The enzyme reaction element described. 4. An energy donor synthesis in which one of a first protein and a second protein produces an energy donor from an energy donor precursor and a phosphate donor by utilizing an ion concentration gradient generated by physical energy. The enzyme reaction element according to claim 3, wherein the enzyme is an enzyme, and the other is an energy donor-utilizing enzyme for dephosphorylating the energy donor. 5. A phosphoric acid donor, an energy donor precursor, and an energy donor that generates an energy donor from the energy donor precursor and the phosphoric acid donor by utilizing an ion concentration gradient generated by physical energy. An enzyme reactor comprising a liquid medium containing a synthase and an energy donor-utilizing enzyme for dephosphorylating the energy donor, and a means for applying physical energy. 6. An enzyme reactor comprising a liquid medium containing a phosphoric acid donor, an energy donor precursor and the enzyme reaction element according to claim 4, and a means for applying physical energy. 7. The physical energy is light energy,
7. A light-receptive ion transport substance is contained in claim 5 or 6.

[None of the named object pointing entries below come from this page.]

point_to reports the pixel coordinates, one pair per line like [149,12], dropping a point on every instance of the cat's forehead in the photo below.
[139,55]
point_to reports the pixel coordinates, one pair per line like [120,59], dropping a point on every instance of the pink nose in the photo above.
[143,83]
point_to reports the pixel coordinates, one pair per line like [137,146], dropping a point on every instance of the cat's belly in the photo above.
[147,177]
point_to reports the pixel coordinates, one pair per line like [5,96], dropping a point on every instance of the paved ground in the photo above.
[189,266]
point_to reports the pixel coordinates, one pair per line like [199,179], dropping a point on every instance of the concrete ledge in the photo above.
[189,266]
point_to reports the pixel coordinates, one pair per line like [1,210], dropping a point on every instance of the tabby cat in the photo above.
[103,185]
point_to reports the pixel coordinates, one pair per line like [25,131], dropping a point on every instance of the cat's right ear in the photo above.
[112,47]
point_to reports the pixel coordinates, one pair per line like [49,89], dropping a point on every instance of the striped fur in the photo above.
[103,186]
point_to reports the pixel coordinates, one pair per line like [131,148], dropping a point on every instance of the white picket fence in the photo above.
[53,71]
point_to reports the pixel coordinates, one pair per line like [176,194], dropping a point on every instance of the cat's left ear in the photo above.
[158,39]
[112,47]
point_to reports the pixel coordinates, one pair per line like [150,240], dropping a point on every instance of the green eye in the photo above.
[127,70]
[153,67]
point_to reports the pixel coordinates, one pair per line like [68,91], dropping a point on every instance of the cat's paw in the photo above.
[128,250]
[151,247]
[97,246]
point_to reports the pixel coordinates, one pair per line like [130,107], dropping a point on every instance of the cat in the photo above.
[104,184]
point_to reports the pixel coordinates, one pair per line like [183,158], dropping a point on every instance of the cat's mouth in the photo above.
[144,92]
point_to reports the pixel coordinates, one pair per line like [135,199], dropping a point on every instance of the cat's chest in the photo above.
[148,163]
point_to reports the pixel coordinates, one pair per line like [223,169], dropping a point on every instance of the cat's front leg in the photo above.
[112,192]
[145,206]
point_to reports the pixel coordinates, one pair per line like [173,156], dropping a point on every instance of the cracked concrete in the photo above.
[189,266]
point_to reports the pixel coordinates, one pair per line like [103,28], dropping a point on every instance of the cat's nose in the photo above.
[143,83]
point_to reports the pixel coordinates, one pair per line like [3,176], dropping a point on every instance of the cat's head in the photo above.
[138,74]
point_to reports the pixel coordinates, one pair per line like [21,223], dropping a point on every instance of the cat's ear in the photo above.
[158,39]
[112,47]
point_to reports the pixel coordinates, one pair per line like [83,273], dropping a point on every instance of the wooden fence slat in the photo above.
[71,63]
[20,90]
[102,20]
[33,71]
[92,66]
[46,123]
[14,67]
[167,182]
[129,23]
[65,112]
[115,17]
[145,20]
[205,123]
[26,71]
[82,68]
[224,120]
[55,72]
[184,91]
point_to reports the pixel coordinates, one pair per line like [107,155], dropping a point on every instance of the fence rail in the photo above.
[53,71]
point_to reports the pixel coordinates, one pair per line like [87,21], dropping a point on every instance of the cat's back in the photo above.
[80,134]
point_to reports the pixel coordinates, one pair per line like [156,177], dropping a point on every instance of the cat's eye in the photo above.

The described enzymatic reactor. 8. The enzyme reactor according to claim 5, wherein the physical energy is electric energy. 9. The energy donor is adenosine-5′-
The enzyme reactor according to claim 5 or 6, which is triphosphate (ATP). 10. The enzyme reactor according to claim 5, wherein the phosphoric acid donor is inorganic phosphoric acid. 11. An energy donor using the enzyme reactor according to claim 5, wherein physical energy is applied from a physical energy applying means to generate an ion concentration gradient in the liquid medium. An enzyme reaction method in which a reaction of energy donor synthesis by a synthase and a reaction of a substrate existing in a system that utilizes energy obtained from the energy donor by an energy donor-utilizing enzyme proceed continuously.